Even though these may be primarily "disagreements among atheists," the Bible will be part of the "go-to" material for the discussion. In Lataster's article I found the following item curious. He writes, “The Pauline Epistles, however, overwhelmingly support the 'celestial Jesus' theory, particularly with the passage indicating that demons killed Jesus, and would not have done so if they knew who he was (see: 1 Corinthians 2:6-10).”
The referenced text is:
1 Corinthians 2:6-10 Howbeit we speak wisdom among them that are perfect: yet not the wisdom of this world, nor of the princes of this world, that come to nought: But we speak the wisdom of God in a mystery, even the hidden wisdom, which God ordained before the world unto our glory: Which none of the princes of this world knew: for had they known it, they would not have crucified the Lord of glory. But as it is written, Eye hath not seen, nor ear heard, neither have entered into the heart of man, the things which God hath prepared for them that love him.
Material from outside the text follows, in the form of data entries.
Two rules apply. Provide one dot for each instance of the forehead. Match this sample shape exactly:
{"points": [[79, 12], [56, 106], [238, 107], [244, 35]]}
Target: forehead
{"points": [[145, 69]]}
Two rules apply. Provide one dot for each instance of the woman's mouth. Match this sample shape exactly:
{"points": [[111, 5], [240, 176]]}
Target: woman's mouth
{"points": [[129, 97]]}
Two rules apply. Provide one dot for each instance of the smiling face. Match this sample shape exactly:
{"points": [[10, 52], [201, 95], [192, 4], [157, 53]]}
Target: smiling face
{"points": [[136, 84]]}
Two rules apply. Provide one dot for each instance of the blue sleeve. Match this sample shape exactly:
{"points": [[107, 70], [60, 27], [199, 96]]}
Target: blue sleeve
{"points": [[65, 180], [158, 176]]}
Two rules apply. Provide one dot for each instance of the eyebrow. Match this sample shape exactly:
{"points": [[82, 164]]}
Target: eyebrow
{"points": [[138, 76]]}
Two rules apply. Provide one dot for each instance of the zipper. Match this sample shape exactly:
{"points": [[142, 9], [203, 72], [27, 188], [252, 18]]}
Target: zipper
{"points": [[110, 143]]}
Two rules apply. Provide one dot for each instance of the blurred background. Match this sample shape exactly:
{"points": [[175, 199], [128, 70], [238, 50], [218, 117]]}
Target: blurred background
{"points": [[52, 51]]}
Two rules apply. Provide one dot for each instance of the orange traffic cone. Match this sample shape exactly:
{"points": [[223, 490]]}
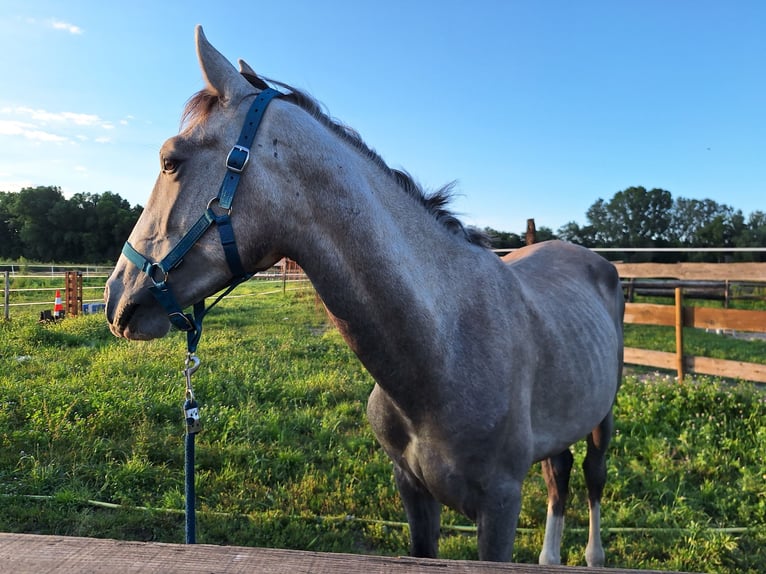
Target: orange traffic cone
{"points": [[58, 308]]}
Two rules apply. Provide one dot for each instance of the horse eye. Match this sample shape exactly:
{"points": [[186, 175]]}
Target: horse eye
{"points": [[169, 165]]}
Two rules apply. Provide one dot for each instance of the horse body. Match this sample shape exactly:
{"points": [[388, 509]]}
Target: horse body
{"points": [[482, 366]]}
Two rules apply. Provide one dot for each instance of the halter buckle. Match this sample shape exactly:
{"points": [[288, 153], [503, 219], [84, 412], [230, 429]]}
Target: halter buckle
{"points": [[151, 273], [237, 158]]}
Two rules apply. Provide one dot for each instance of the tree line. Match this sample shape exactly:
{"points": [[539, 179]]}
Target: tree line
{"points": [[637, 217], [40, 224]]}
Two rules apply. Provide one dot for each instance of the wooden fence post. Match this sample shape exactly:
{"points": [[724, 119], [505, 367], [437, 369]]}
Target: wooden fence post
{"points": [[531, 235], [680, 333], [6, 295], [73, 291]]}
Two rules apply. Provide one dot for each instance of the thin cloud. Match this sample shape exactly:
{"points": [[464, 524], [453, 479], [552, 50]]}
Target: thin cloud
{"points": [[58, 117], [66, 27], [28, 131]]}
But God hath revealed them unto us by his Spirit: for the Spirit searcheth all things, yea, the deep things of God.I'm not sure whether Lataster's conclusion is a matter of misunderstanding the Bible, or deliberately misinterpreting it to fit a preconceived idea. While it is true that Satan is called the prince of this world (singular), no spiritual beings are in view in Paul's context in I Corinthians chapter 2. He speaks of the wisdom of men, the wisdom of this world and the wisdome of the princes of this world in contrast to the wisdom of God. Had the princes of the world recognized Jesus as the Son of God -- as did Peter, James & John, for example -- they would not have crucified Him.
"Humans – the murderers according to the Gospels – of course would still have killed Jesus, knowing full well that his death results in their salvation, and the defeat of the evil spirits," say Lataster. I've never heard such a novel interpretation as this in all my days. But I guess this was the best he could come up with in Paul's writings to “overwhelmingly support the 'celestial Jesus' theory.”
Don't believe it if you don't want to, but at least try to interact with what the text says.